MP 7,1 PCIe Bifurcation Support

Slash-2CPU

macrumors 6502
Original poster
Dec 14, 2016
300
156
New Orleans, USA
I wonder if the MP 7,1 will support bifurcation on the x16 slots? That would allows using the cheaper m.2 adapters that don't have those hot PCIe switches. Anyone have insight?
 
  • Like
Reactions: LightBulbFun

bsbeamer

macrumors 68020
Sep 19, 2012
2,402
1,116
https://www.tomshardware.com/news/intel-xeon-cascade-lake-w-3000-series-specs,39278.html

"The Xeon W 3000-series, also known as Cascade Lake W (CSL-W), continues to cater to the enterprise and workstation markets. In comparison to Skylake W, the new Cascade Lake W chips bring very significant core upgrades. The processors will find their home inside Intel LGA 3647 motherboards with the corresponding C621 chipset."

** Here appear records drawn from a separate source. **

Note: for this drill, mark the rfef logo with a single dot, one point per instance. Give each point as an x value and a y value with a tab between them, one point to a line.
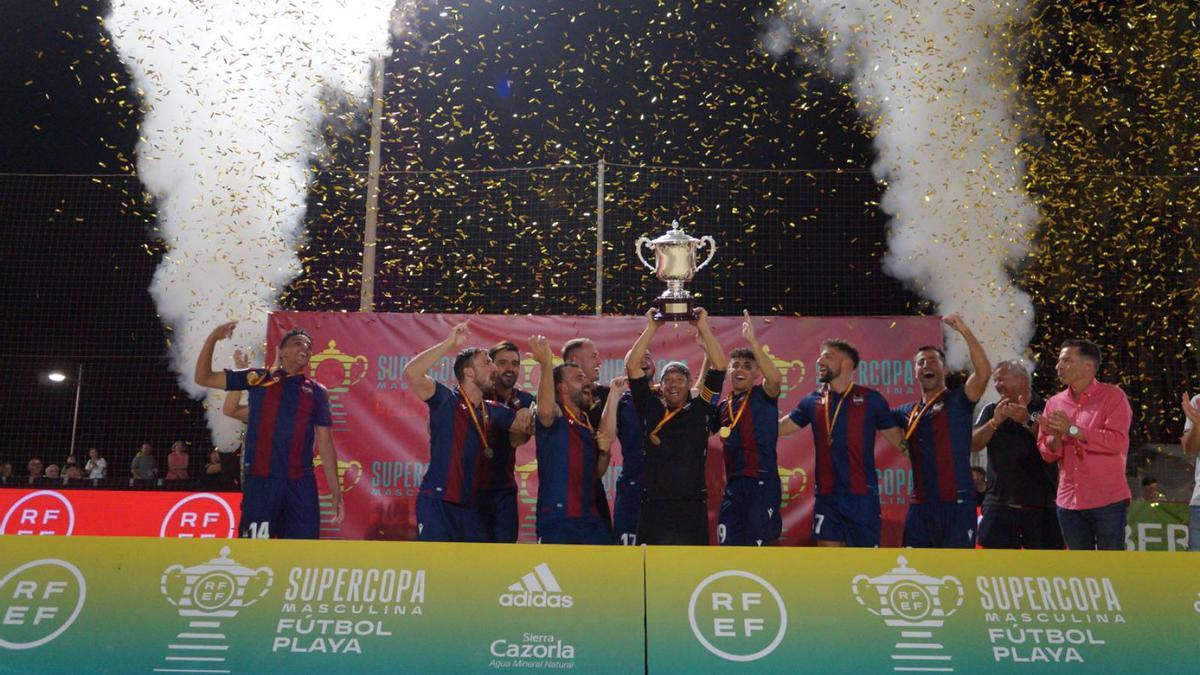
202	517
39	602
538	589
737	615
45	512
915	603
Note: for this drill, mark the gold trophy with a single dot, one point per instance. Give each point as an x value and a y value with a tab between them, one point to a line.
675	256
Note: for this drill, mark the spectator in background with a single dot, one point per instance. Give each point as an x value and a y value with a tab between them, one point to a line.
144	466
177	461
211	479
1085	428
1150	489
981	481
96	466
35	469
1191	442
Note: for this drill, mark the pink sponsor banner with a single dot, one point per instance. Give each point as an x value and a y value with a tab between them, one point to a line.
118	513
382	429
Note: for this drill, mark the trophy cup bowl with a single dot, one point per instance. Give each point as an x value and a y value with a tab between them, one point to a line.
675	257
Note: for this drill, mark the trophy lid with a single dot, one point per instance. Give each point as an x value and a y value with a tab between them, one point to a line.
675	237
222	563
905	573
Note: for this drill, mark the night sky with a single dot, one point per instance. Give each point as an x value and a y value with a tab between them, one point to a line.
487	85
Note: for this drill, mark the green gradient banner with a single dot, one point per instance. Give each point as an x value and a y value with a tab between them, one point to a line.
1157	526
220	605
904	610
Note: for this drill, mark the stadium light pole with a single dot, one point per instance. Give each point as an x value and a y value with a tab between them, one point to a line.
59	377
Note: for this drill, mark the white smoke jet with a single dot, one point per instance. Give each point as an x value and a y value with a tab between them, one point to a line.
935	81
234	95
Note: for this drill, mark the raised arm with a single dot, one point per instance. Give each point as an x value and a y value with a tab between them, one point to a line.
772	380
634	358
547	399
977	383
1191	440
417	371
717	359
204	372
232	405
607	431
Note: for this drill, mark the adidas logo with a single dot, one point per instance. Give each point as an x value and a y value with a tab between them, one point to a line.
537	589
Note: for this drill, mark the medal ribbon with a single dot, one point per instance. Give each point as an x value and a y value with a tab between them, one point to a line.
742	410
586	423
665	419
918	413
825	404
481	429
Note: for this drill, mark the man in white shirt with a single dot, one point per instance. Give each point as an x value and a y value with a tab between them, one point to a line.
1191	442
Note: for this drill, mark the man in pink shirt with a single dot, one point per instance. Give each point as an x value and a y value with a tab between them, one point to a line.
1085	428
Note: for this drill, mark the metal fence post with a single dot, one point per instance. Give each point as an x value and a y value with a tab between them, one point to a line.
366	299
599	238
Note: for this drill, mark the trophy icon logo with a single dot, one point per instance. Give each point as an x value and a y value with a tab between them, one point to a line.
529	520
915	603
675	262
207	595
337	370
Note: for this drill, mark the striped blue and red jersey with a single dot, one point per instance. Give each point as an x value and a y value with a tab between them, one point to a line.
497	473
631	436
750	446
845	454
940	446
456	451
285	412
567	469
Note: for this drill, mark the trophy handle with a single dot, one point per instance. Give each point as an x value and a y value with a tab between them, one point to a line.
267	587
855	585
712	250
162	583
643	242
952	583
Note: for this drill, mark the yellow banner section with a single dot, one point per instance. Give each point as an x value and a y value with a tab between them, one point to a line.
71	604
904	610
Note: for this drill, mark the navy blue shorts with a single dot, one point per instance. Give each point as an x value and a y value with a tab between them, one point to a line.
941	525
438	520
586	530
498	514
750	512
283	508
624	514
853	519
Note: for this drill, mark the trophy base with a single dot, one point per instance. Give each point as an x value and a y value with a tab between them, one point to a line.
675	309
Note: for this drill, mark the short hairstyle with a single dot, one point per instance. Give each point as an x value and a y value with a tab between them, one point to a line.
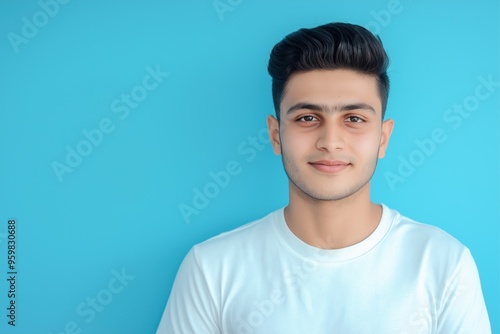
328	47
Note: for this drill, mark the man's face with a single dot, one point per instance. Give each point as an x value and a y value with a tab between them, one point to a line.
330	133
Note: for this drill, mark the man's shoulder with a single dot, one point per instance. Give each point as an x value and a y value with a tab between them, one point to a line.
424	234
244	237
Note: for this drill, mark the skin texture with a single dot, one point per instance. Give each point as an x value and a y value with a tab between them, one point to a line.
330	136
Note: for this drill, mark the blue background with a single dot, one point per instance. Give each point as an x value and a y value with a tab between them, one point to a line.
118	210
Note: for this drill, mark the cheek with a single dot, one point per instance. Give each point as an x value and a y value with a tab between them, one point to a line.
295	143
365	144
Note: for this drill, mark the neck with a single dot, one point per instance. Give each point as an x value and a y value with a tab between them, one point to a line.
332	224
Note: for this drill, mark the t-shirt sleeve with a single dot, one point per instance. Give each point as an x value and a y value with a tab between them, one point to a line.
463	310
191	308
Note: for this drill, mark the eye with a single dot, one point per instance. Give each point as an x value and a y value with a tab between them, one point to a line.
307	118
354	119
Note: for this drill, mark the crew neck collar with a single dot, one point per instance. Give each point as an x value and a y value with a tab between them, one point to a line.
333	255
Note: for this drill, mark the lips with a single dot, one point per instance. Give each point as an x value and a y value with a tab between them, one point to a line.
330	166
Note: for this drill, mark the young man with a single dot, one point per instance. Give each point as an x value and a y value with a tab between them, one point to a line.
331	261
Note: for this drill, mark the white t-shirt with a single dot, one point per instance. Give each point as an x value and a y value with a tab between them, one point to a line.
406	277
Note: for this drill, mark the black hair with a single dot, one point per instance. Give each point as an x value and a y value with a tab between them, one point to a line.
327	47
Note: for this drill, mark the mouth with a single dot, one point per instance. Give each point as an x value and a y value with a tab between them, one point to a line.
330	166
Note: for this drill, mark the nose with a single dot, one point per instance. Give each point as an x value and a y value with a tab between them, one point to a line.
330	138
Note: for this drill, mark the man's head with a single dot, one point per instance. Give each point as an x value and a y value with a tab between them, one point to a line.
330	89
328	47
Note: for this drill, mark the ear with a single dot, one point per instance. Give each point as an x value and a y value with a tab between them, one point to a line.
387	127
274	133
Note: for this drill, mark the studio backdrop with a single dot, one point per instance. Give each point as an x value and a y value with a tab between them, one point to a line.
131	130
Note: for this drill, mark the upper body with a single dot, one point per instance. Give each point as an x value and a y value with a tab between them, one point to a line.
405	277
377	272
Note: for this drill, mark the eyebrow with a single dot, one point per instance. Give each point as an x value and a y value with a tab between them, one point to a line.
329	109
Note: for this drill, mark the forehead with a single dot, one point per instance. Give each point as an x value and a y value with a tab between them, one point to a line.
331	87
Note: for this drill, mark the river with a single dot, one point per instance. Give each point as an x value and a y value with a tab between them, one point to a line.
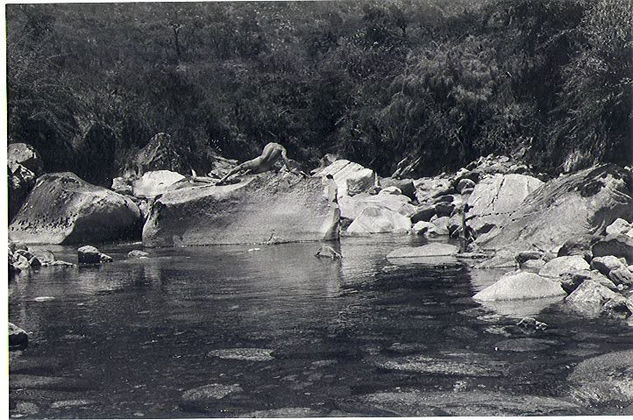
275	331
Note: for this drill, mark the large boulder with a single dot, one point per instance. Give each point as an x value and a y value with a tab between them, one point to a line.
590	298
266	208
379	220
496	198
352	207
351	178
521	285
64	209
154	183
620	246
564	208
25	155
557	266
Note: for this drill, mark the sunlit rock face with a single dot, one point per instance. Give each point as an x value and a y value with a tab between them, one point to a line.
64	209
266	208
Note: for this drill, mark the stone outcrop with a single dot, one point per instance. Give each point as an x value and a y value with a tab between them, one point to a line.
265	208
496	198
379	220
23	166
564	208
350	177
64	209
88	254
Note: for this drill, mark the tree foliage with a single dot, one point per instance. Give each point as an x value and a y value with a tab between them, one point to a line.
434	81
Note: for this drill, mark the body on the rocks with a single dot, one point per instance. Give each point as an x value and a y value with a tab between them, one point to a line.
270	155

Believe Skylake W fully supports bifurcation through all corresponding boards/chipsets, so would assume Cascale Lake W will as well.

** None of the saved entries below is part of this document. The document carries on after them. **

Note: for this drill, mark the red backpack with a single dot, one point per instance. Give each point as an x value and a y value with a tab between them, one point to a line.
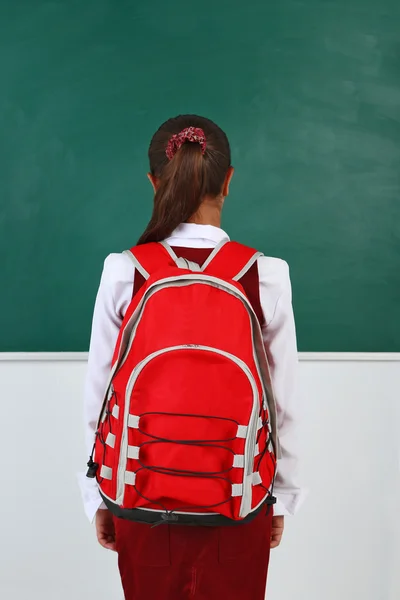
187	431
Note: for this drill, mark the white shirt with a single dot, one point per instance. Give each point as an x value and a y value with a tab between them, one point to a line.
279	334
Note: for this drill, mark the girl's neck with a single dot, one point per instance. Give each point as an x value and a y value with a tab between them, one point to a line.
209	213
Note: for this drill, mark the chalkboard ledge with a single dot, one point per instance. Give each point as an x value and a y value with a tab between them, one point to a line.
303	356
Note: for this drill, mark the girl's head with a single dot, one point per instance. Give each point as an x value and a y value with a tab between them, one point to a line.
190	162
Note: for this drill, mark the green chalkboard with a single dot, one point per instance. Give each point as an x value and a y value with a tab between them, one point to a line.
309	94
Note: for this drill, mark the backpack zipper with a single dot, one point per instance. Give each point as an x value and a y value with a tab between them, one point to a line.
252	427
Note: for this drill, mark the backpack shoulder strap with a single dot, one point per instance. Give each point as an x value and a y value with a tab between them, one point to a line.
230	260
149	258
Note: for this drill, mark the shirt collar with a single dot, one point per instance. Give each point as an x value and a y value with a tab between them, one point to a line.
193	231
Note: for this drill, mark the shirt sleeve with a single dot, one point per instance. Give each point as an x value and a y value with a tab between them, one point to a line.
279	334
113	298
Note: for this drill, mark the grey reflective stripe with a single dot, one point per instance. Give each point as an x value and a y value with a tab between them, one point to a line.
170	251
257	478
110	441
247	266
238	461
106	472
133	421
130	478
237	490
183	263
133	452
242	431
213	254
137	264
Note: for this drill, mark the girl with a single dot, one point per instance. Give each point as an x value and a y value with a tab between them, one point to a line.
190	171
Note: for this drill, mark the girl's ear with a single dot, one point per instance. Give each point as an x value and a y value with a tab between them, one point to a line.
228	177
154	181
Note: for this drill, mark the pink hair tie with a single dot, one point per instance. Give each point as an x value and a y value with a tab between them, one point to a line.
190	134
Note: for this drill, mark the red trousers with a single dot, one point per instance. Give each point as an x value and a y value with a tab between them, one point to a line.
201	563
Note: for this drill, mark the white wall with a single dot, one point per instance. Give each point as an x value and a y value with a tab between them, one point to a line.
345	542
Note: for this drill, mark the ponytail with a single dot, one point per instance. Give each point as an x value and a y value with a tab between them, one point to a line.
186	172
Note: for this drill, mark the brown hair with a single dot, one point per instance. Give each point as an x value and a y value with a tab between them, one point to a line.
188	177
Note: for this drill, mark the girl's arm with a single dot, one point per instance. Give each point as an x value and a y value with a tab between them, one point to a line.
279	335
113	298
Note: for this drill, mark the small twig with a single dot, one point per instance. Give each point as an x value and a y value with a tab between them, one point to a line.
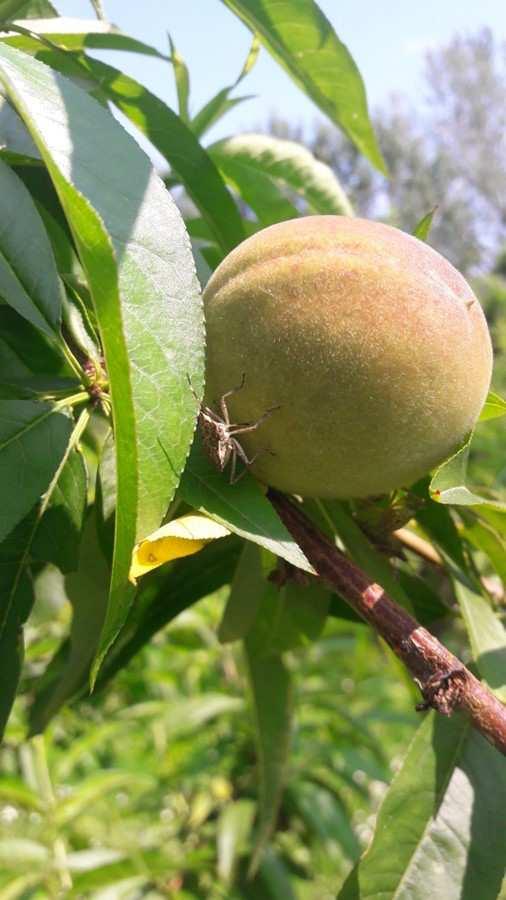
446	684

Only official Intel reference I can find right now:
https://www.intel.com/content/dam/www/public/us/en/documents/product-briefs/xeon-scalable-platform-brief.pdf

15 Up to 2.4x claim based on TLS Web Proxy using NGINX®: Intel® Xeon® E5-2658 v4, DDR4-2133, Intel® PCH C612, Intel® 895XCC based QuickAssist Accelerator Adapter PCIe Gen3 x8 links, OpenSSL-Async (0.4.9-009) + NGINX-1.6.2 (0.1.0-008), QAT1.6.L.2.6.0-60. Cores, IO, packet buffer memory, and processing cores are on a single socket. 6 cores used on one Socket 12Cores are used, Crypto algorithm: AES-128-CBC-HMAC-SHA1 vs. Intel Xeon 6152 2.10 GHz, DDR4-2400 3x Intel® Corporation Ethernet Controller X710 (4 x10 Gbe ports per card), 1x Intel® Corpora-tion Ethernet Controller X710 (2 x10 Gbe ports per card), PCIe x16 to 2 x8 PCIe bifurcation plugin card, Lewisburg-L B1 QuickAssist Accelerator with PCIe Gen3 x24 links, Intel®OpenSSL-1.0.1u + NGINX-1.9.6, Intel® QAT1.7.Upstream.L.1.0.0-15. Cores, IO, packet buffer memory, and processing cores are on a single socket. 6 cores used on one Socket, 20Core are used. Crypto algorithm:AES-128-CBC-HMAC-SHA1.

I'm more curious about Apple's logic board in MP7,1 at the moment.
 

Woof Woof

macrumors member
Sep 15, 2004
80
12
There was mention elsewhere that the old slot utility from the 2008 days is present in Catalina as version 2.0.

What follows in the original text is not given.